The Old Order Changes: 1932-2009
As a friend and I strolled through Harvard Square on November 22, 1963, we heard rumors. At Nini’s Corner, a newsstand next to the Harvard Co-op, we learned President John F. Kennedy had been shot.
In the Co-op, we joined a crowd around the bank of TVs, where a shirt-sleeved CBS anchor Walter Cronkite spoke from every B&W screen, relaying unconfirmed reports of the President’s death, cutting to the Dallas Trade Mart, where Kennedy was to have spoken.
Guests milled. A white-jacketed waiter cried, dabbing his eyes with a table napkin. Someone removed the presidential seal from the podium. Reverend Luther Holcomb offered up a prayer.
Then: “From Dallas, Texas, a flash—apparently official,” Cronkite, removing his glasses, announced: “President Kennedy died at 1 PM Central Standard Time, 2 o’clock Eastern Standard Time, some 38 minutes ago.”
On June 5, 1968, a neighbor burst in, waving a newspaper headlining Senator Robert Kennedy’s assassination in the kitchen of Los Angeles’s Ambassador Hotel.
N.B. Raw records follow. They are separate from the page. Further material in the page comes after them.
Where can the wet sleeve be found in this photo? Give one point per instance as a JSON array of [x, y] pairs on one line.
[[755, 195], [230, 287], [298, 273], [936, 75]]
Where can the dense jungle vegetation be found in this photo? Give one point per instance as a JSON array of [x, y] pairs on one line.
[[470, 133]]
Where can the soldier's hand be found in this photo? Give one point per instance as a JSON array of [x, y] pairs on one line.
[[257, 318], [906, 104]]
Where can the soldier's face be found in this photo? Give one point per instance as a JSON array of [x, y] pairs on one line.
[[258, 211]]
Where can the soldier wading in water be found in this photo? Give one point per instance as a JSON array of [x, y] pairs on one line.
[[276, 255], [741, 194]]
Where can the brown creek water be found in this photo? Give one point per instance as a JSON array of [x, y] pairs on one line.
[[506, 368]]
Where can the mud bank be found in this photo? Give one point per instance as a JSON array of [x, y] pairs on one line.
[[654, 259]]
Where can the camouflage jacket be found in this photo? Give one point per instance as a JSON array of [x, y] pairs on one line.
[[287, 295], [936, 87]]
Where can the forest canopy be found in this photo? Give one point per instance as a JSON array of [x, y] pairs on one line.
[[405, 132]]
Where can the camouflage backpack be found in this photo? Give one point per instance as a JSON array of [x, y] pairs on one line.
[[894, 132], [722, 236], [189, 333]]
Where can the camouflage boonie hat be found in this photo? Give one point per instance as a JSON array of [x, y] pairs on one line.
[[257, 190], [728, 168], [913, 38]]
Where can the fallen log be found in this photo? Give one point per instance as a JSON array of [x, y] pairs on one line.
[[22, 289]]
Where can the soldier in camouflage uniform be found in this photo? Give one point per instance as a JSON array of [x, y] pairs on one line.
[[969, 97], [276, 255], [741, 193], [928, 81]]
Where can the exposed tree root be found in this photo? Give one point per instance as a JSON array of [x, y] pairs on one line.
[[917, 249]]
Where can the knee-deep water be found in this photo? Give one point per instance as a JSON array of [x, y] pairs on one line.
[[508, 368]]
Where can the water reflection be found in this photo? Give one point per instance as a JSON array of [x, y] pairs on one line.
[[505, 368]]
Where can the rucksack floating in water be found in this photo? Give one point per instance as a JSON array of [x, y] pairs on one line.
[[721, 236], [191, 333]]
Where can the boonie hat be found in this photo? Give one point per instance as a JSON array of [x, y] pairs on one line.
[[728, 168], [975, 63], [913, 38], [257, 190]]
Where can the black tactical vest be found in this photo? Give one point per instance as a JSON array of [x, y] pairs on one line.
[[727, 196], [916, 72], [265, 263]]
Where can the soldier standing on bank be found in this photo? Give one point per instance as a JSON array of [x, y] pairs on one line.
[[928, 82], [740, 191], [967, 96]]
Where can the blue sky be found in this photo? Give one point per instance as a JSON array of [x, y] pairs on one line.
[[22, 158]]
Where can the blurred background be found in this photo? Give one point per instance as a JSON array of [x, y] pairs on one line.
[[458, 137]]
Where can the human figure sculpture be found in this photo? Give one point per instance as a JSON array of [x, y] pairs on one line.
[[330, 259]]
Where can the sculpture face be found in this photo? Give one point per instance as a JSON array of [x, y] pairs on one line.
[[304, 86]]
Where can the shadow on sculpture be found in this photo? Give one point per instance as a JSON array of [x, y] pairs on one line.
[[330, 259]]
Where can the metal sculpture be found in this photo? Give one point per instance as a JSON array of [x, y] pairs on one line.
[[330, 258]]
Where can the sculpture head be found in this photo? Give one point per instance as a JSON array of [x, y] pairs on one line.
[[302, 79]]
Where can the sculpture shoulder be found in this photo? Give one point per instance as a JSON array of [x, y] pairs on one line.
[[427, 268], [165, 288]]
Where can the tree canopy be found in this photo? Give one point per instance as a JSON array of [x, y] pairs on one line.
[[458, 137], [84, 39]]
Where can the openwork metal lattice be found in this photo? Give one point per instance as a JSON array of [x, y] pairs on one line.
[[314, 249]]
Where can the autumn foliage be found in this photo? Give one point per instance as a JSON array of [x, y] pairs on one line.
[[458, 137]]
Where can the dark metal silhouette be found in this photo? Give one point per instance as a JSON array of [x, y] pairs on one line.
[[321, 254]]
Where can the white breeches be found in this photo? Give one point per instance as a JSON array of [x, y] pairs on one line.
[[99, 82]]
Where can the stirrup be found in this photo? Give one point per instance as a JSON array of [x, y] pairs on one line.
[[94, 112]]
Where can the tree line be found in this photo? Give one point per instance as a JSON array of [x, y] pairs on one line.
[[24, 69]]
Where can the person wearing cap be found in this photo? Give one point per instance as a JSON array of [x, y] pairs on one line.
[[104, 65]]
Of the four Kennedy brothers, only Teddy was left.
In Boston, where I lived for 30 years, Kennedys were a fact of life—a force of life—in all their rambunctious ups and downs, tragedies and peccadilloes. Back then, Teddy, as everyone called him, was the feckless youngest brother, known to Harvard alums for having had to withdraw for two years after cheating on an exam. (Beginning Spanish. The demonic Chem 20 maybe. But Spanish A?) Then, the tragic affair of Chappaquiddick—a defining and lethal moment from which one thought he never would rebound.
But he did. Throughout other upheavals—marital conflicts, alcohol problems—Teddy persevered. He grew. He faced his terminal illness with dignity, worked for the betterment of others till the end.
Teddy was laid to rest in Arlington National Cemetery August 29, close by his slain brothers. His casket was flown down from Boston following a funeral mass during which President Barack Obama, whom he had vigorously supported, eulogized him.
Obama, while referring to Edward M. Kennedy’s “personal failings and setbacks,” stressed, “He was given a gift of time that his brothers were not. And he used that time to touch as many lives and right as many wrongs as the years would allow.”
That is the lesson I draw from Teddy’s life: his ever-present opportunity for personal return and redemption. August 29 was Teddy’s turn. Nini’s Corner, still a fixture, no doubt sold many papers.